読んだ文章は内田教授の文学の世界性とはなにかと、chorolyn氏のブログ経由で見つけたベストセラー本ゲーム化会議の『アフターダーク』をゲーム化する!。
該当二冊のうち『東京奇譚集』はまだ読んでいない。ゲーム化想定の対象であるアフターダークはネブロで既に書いている。参照
一言で言えば、村上春樹の小説空間/ワンダーランドは最初からゲーム世界なのである。
村上本も参照せず、続きを書いてみよう。村上ワールドに棲む何人かの人々:ネズミ男・羊男・バーのマスター・やせて生意気だが利口な永遠少女・主人公の永遠少年、、、そして場所:ホテル・廊下・深い森の中・木小屋・井戸、、。それに動物が加わり、いつからか“悪”が加わった。
主人公の少年は、この世界のいくつかの場所を彷徨し、それらの場所に住み着いている人々と交渉、あるいはバトルする。そしてその場を後にし次のバトル磁場に向かう。場所は変化しうる。それは磁場自体の磁気の具合が変化するのだ。だがその場所の世界内での位置は不変である。そして世界で流れる時間は、極めて流動可変的だ。時間/空間をつなげていくのは必ずしも論理性ではないし、不可逆性でもない。読者はその時間の流れに呑まれる。ゲーム時間のように。
ゲーム性が一番強いと感じたのが『ねじ巻き鳥クロニクル』だった。そして、思い出してみても磁気性が一番強い部分はノモンハンに関するページだったと思う。

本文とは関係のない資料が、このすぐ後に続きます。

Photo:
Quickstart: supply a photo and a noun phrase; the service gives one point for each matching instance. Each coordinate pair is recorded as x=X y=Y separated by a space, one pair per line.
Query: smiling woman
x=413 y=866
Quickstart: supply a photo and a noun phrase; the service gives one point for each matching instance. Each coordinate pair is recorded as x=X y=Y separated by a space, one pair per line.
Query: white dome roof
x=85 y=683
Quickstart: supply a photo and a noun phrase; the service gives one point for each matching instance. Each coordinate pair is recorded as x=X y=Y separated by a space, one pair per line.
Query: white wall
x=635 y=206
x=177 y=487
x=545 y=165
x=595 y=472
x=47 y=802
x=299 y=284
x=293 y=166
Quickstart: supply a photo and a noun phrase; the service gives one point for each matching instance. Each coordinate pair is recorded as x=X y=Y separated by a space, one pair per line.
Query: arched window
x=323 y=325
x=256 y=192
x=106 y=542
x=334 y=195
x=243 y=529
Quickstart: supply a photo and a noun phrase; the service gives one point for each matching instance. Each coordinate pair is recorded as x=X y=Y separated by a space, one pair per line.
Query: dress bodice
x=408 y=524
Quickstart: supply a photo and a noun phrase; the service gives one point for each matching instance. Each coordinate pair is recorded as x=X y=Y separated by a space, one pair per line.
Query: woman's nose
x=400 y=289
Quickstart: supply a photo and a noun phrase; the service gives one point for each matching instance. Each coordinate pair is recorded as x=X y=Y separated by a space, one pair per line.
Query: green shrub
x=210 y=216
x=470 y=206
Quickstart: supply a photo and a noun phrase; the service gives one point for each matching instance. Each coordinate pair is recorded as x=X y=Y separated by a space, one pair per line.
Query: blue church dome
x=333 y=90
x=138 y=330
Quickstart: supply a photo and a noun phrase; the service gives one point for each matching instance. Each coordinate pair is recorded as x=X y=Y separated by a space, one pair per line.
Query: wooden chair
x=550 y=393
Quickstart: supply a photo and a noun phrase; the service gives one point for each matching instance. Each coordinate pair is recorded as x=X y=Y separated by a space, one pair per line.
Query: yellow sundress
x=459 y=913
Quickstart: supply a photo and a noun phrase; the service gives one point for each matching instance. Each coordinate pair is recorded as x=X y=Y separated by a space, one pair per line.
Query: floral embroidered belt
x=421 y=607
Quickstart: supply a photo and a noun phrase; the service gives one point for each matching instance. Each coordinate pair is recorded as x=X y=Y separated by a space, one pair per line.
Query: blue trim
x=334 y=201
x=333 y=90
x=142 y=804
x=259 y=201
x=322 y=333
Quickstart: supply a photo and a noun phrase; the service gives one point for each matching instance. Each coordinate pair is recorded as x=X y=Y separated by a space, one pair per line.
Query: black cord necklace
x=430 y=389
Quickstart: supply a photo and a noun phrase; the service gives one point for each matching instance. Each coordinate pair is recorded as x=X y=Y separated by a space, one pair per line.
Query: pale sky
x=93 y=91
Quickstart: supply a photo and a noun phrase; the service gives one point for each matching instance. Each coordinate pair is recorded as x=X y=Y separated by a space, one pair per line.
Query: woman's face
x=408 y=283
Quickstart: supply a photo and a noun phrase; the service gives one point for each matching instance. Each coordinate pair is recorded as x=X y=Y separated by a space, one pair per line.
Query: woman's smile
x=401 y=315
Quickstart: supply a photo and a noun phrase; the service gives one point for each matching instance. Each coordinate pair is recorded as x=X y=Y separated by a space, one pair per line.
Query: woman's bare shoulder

そして、内田教授の言うように、村上ワールドはノーマンズ・ランドである。多くのゲームが明確な国籍を持たない。
これは別の機会に書いてみたい事柄なのだが、三島由紀夫と村上春樹の類似点と相違点というのが以前から頭の中にひっかっかっている。それは物語性と身体性に関わる事項だろう。

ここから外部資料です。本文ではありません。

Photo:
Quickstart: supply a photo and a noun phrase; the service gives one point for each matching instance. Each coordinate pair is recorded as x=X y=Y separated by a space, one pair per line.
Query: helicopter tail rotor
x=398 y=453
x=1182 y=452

三島の虚構性はどこまでも現実との接点を持ちえず、早すぎる死というゴールに行き着いた。それに比べ、村上の物語性には井戸という出口があるのだろう、と思う。また、この二人のストーリー・テラーがともに自分の肉体をぎりぎりまで鍛え上げていることには注意してもいいだろう。
なお、上に挙げたゲーム化会議の三島版で『ディズニーランドで自決してたらまたぜんぜんかわってたのに、意味が。』 という過激にして本質的な発言があり、ひどく納得。これは極めてするどい新型本読み術です。